When Omaha’s The So-So Sailors started on Saturday night — as on a well-mixed rock record — the vocals and the drums inhabited entirely different layers of the sound, not bleeding, not competing in the slightest. Looked at another way, the parts were starkly exposed, if you’ve only heard the band in cozy bars. The sonic proficiency at the “Hear Hear” fundraiser, headlined by prodigal Nebraskan Matthew Sweet, was fixed from moment one.
“So Broken Hearted” found The So-So Sailors, which hadn’t played a show in two years, at its sing-along best. With four vocalists and seven or eight members (depending on whether violinist Megan Siebe was on stage), it was orchestral in the audacious and dark mold of ’70s rock. Cagier songs from its first and only release, like “Des Moines,” called into question how well a top-of-the-line soundstage deals with the intentional musical imperfections and diversions in Chris Machmuller’s voice and the ensemble’s composition. Tangents in the music, perhaps, came through too clearly.
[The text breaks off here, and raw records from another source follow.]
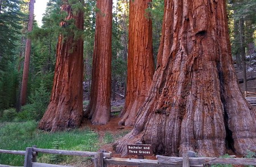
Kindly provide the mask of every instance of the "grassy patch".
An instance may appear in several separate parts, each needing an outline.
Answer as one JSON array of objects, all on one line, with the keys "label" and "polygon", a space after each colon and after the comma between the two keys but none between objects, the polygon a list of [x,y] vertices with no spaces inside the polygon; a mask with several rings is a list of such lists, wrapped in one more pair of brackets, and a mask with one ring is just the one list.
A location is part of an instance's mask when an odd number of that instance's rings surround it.
[{"label": "grassy patch", "polygon": [[[19,126],[17,124],[14,125],[13,123],[7,123],[2,125],[0,126],[0,131],[5,129],[7,125],[11,126],[11,127],[12,126]],[[21,123],[20,123],[20,126],[23,125]],[[87,151],[96,151],[99,148],[99,145],[97,144],[98,143],[98,135],[88,130],[75,130],[69,132],[56,133],[38,131],[36,133],[33,134],[32,137],[27,136],[26,138],[24,138],[26,135],[22,138],[15,136],[19,135],[19,134],[12,135],[12,133],[15,133],[13,131],[17,131],[17,129],[10,130],[9,135],[1,134],[0,149],[24,151],[26,147],[32,147],[34,145],[40,148],[57,148]],[[68,159],[69,157],[68,158],[67,156],[56,157],[52,155],[39,153],[38,161],[48,163],[56,160],[57,162],[68,160]],[[0,164],[22,166],[23,163],[24,156],[0,153]]]}]

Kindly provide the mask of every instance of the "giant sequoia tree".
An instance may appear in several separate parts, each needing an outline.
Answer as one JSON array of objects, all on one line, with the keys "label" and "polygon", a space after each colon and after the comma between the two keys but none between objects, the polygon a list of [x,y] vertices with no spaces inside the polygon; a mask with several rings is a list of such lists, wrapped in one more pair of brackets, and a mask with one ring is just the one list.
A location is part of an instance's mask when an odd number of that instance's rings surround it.
[{"label": "giant sequoia tree", "polygon": [[112,0],[97,1],[90,104],[85,114],[93,124],[104,125],[110,115]]},{"label": "giant sequoia tree", "polygon": [[256,112],[237,83],[225,1],[166,0],[164,7],[152,84],[116,151],[137,141],[171,156],[256,151]]},{"label": "giant sequoia tree", "polygon": [[67,13],[60,23],[64,33],[59,36],[50,102],[39,125],[51,131],[79,126],[83,113],[83,40],[78,35],[83,29],[84,13],[81,8],[71,7],[67,1],[63,1],[61,10]]},{"label": "giant sequoia tree", "polygon": [[154,72],[152,21],[145,15],[151,0],[130,1],[127,91],[119,124],[134,125]]}]

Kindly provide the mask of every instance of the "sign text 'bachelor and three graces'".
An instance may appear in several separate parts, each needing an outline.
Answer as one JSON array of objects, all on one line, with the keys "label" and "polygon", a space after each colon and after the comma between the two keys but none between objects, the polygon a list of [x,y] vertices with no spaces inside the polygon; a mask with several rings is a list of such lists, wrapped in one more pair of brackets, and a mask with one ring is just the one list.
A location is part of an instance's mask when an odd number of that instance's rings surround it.
[{"label": "sign text 'bachelor and three graces'", "polygon": [[127,144],[127,154],[137,156],[152,156],[151,145],[150,144]]}]

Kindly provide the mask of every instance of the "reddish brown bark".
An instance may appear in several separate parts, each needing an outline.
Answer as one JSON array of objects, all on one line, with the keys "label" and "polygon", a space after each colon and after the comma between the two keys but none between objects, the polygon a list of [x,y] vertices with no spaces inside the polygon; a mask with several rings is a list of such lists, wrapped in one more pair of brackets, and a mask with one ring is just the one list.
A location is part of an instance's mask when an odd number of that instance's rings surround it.
[{"label": "reddish brown bark", "polygon": [[[29,6],[29,19],[27,25],[27,32],[31,32],[33,28],[33,19],[34,19],[34,6],[35,0],[30,0]],[[22,84],[20,92],[20,103],[21,105],[26,104],[26,100],[27,98],[27,82],[28,80],[28,72],[30,69],[30,52],[31,49],[31,40],[27,37],[26,42],[25,48],[25,59],[24,61],[23,74],[22,76]]]},{"label": "reddish brown bark", "polygon": [[130,1],[127,90],[119,124],[134,125],[154,72],[152,21],[145,10],[151,0]]},{"label": "reddish brown bark", "polygon": [[256,151],[256,112],[239,88],[225,1],[165,1],[156,71],[133,130],[115,143],[155,153],[218,156]]},{"label": "reddish brown bark", "polygon": [[[73,12],[71,5],[61,10],[68,13],[66,20],[74,19],[75,25],[83,29],[84,14]],[[63,28],[69,26],[61,22]],[[82,72],[83,40],[74,39],[74,34],[60,35],[57,46],[53,86],[48,108],[39,122],[40,129],[52,132],[78,127],[83,115]]]},{"label": "reddish brown bark", "polygon": [[90,99],[85,114],[93,124],[105,125],[110,115],[112,1],[97,1],[97,8]]}]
It was a good night for Sailors fans, as Machmuller offered that the band’s debut full-length, recorded in 2013, could come as soon as this autumn. Strangers to the band — many of the non-scenester crowd members — appeared to pay close attention to the Sailors’ barroom balladry. With multiple key parts swooning into sentiment and Machmuller’s large, but fragile, blue-eyed soul voice, Sailors songs capture some cinematic version of drinking alone (or with other melancholy conspirators), delving for the romance in it.
Between sets, R.E.M.’s “Shiny Happy People,” from 1991’s Out of Time, was apt filler on the PA. Not just for the Athens connection between REM and Sweet, and the forever Stipe-y quality of Sweet’s light, braying voice. More importantly, it was for the neo-classic feeling of textured guitars and the bopping vocal harmony that would roll easy through Sweet’s whole set. From Sweet’s 1991 breakthrough Girlfriend to present, most every song found its high point in the relationship between the lead part and Sweet’s rhythmic picking.
This is where the 50-year-old Nebraska native appeared musically ageless, fashioning the tone and timbre of a rock star without any apparent exertion. (For its opposite: the vocal demands of set closer “Sick of Myself” threw a weary voice off-key.)
To start his set, Sweet burst forth with “Time Capsule,” and his trademark work was all over the set list on Saturday: from “Girlfriend” to “Winona” to the brash, snaky riff of “Evangeline.” Compared to the originals, though, this set saw Sweet and drummer Ric Menck cutting ties to any studio haze or shine, and driving ahead.
All night, Sweet shared sideways grins and glances with bassist Paul Chastain and guitarist Dennis Taylor, letting on both kinsmanship and a sly sheepishness, enjoying lyrical sentiments and double entendres from a different time in the singer’s life. As a public figure, Sweet appeared wholly content on stage, drinking unabashedly from a gigantic thermos and opting for inter-band chatter over turning to the crowd between songs. By 11 p.m., some audience members had rejected their four-seater tables to bunny-hop and clap to alt-hits, like “Girlfriend” and “Sick of Myself.”